Marbaniang was a member of the All India Catholic Union (AICU). He was a vice-president during the tenure of Chhotebhai Noronha as president of the union (1990–1994), and in 1990 accompanied Chhotebhai in a meeting of minority leaders with prime minister Vishwanath Pratap Singh.
Marbaniang served as President of the AICU from 1994 to 1996, being succeeded by Norbert D'Souza.
In May 1995 Marbaniang promised to take up the question of introducing a Christian Marriage Bill in parliament. The purpose was to eliminate injustices in laws related to divorce and adoption by Christians.

In March 1996 the government failed to pass a bill that would extend special statutory benefits to Christians of Dalit origin. Marbaniang had met the prime minister at least ten times and asked repeatedly for the introduction of the Dalit bill.

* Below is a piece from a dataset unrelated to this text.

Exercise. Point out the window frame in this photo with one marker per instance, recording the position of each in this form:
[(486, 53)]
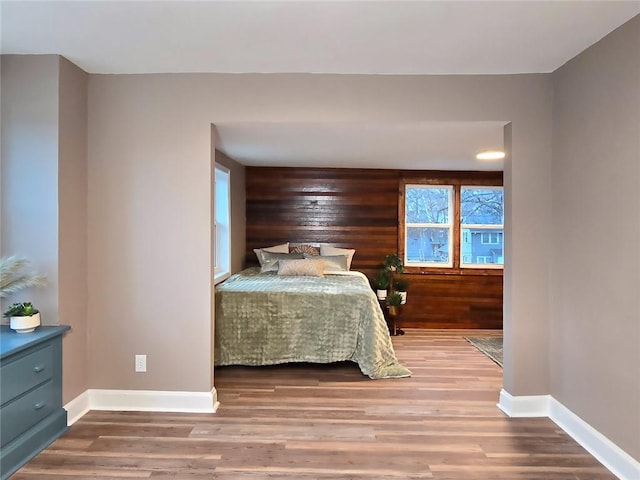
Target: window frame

It was withdrawn on a procedural technicality.
Marbaniang said the Congress party would have to pay "a heavy price for ignoring the four-decade-old Christian demand" in upcoming general elections.
Marbaniang left the party, giving the "dictatorial attitude" of its leadership as his reason.

== Education ==

Peter G Marbaniang was educated at Guwahati University, where he received his M.A and LL.B.

== Interests ==
Marbaniang served as President of the Meghalaya Table Tennis Association and Meghalaya Volleyball Association.

==Legacy==

Peter G. Marbaniang died in Shillong on 29 September 1997 at the age of 58.
He was a member of the Meghalaya Legislative Assembly and Minister of Social Welfare in the State Government at the time of his death.
His wife, Q.E. Lyngdoh, died on 20 January 2010 at the age of 71, leaving behind nine children and 19 grandchildren.
His son, Robert G. Lyngdoh, was twice elected to the Meghalaya Legislative Assembly and served as Home Minister in the State Government .
His daughter, Ampareen Lyngdoh, is a member of the Meghalaya Legislative Assembly who was a Cabinet Minister in the Government of Meghalaya.